ジャパニーズ・ロックの歴史においてこれほど”伝説”という言葉が相応しいバンドもないであろうスピード・グルー&シンキ。
彼らのレコードはずいぶん昔から稀覯品としてマニアの間で高額取引されていました。その人気を反映してか、2019年にはついに正規の国内盤アナログが再発(WQJL128/9)されましたが、だからといってオリジナル盤の価値が揺らいだわけではありません。とくに、セピア色の古びた人物写真がデザインされた(じつにセンスの良い)全面帯カバーなどの付属物が揃った完品であれば、相当な高額査定になることは必至です。

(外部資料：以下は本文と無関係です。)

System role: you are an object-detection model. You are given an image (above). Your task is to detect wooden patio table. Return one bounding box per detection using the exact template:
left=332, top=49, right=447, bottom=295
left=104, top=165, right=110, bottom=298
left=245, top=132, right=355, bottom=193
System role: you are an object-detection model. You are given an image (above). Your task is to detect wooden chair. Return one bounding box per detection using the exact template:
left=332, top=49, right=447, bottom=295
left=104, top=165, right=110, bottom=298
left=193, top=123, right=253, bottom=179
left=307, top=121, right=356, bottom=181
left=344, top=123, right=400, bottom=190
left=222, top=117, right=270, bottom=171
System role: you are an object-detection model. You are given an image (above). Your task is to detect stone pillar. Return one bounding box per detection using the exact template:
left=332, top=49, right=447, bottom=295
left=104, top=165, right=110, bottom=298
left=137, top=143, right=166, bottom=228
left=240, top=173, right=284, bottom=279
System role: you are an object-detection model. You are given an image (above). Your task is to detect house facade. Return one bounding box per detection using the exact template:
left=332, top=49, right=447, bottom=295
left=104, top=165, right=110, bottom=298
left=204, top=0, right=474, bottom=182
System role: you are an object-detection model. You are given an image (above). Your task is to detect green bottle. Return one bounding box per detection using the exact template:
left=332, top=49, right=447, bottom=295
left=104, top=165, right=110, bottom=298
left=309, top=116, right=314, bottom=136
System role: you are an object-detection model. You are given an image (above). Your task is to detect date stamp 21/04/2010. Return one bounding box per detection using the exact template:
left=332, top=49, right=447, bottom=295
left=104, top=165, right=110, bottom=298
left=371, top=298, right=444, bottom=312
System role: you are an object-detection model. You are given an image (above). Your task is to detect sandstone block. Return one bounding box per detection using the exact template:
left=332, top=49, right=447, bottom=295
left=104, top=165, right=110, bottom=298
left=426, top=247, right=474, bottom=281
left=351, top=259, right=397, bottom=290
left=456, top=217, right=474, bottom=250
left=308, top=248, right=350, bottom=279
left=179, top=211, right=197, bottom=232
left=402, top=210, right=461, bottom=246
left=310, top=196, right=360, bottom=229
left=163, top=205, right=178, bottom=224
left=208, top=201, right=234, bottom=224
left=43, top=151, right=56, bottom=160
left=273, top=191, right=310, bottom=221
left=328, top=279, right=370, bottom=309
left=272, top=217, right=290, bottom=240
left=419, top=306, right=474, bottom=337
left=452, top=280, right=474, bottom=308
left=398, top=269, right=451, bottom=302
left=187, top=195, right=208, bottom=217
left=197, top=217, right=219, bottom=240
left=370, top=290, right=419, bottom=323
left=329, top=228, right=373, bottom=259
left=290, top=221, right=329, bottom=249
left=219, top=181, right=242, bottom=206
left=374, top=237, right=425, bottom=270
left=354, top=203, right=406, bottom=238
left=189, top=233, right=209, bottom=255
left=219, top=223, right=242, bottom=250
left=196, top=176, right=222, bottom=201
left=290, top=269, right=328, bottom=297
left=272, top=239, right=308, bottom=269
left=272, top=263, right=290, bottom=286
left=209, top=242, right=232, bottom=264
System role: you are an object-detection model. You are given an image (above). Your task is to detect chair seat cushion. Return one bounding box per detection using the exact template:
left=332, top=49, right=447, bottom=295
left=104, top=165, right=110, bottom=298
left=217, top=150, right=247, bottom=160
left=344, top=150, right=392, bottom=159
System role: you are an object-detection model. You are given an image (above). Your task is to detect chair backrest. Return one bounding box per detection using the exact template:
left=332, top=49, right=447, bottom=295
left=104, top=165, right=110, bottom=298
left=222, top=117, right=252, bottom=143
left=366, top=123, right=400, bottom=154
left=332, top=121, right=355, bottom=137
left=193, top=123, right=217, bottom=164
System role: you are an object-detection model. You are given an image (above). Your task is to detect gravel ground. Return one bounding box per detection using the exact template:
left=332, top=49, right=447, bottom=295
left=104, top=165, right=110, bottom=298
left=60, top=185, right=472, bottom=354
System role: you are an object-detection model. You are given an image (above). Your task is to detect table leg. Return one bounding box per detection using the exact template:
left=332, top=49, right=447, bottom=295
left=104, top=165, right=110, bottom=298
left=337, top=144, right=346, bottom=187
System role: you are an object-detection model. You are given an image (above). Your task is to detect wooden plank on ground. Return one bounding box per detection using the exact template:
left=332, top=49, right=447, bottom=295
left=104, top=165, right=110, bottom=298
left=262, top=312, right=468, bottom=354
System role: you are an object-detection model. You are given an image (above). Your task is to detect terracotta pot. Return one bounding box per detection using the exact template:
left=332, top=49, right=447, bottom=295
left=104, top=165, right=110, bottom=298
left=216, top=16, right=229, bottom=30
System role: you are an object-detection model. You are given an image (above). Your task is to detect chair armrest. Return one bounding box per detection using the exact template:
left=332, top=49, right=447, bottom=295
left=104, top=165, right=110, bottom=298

パワー・ハウス~フード・ブレインで勇名を馳せたギタリストの陳信輝が、ゴールデン・カップス~フード・ブレインの凄腕ベーシストだった加部正義、フィリピンのミック・ジャガーと呼ばれていたドラマー&ヴォーカルのジョーイ・スミスと組んだハード・ロック・トリオです。
1971年にアルバム『前夜』でデビューしますが、本作はセカンドにしてラスト・アルバムとなる2枚組の大作です。病気で離脱した加部のベース参加は2曲のみで、残りはフィリピンから助っ人にやってきたマイケル・ハノポールが弾いています。ちなみにスミスとハノポールは帰国後に、辺境ヘヴィ・サイケ好きにはよく知られたバンド、Juan De La Cruz(ファン・デ・ラ・クルス)に参加しています。
スピード・グルー&シンキは同時期のマウンテンやフリーなどを彷彿とさせるブルージーなハード・ロックが身上ですが、デビュー作よりもさらに多彩さを増した本作では、ゲストに迎えた元ワイルド・ワンズの渡辺茂樹が奏でるチェンバロだけの曲や、ムーグ・シンセが飛び交う初期タンジェリン・ドリームのような実験的ナンバーなども組み込んだ自由奔放なアプローチが大きな魅力となっています。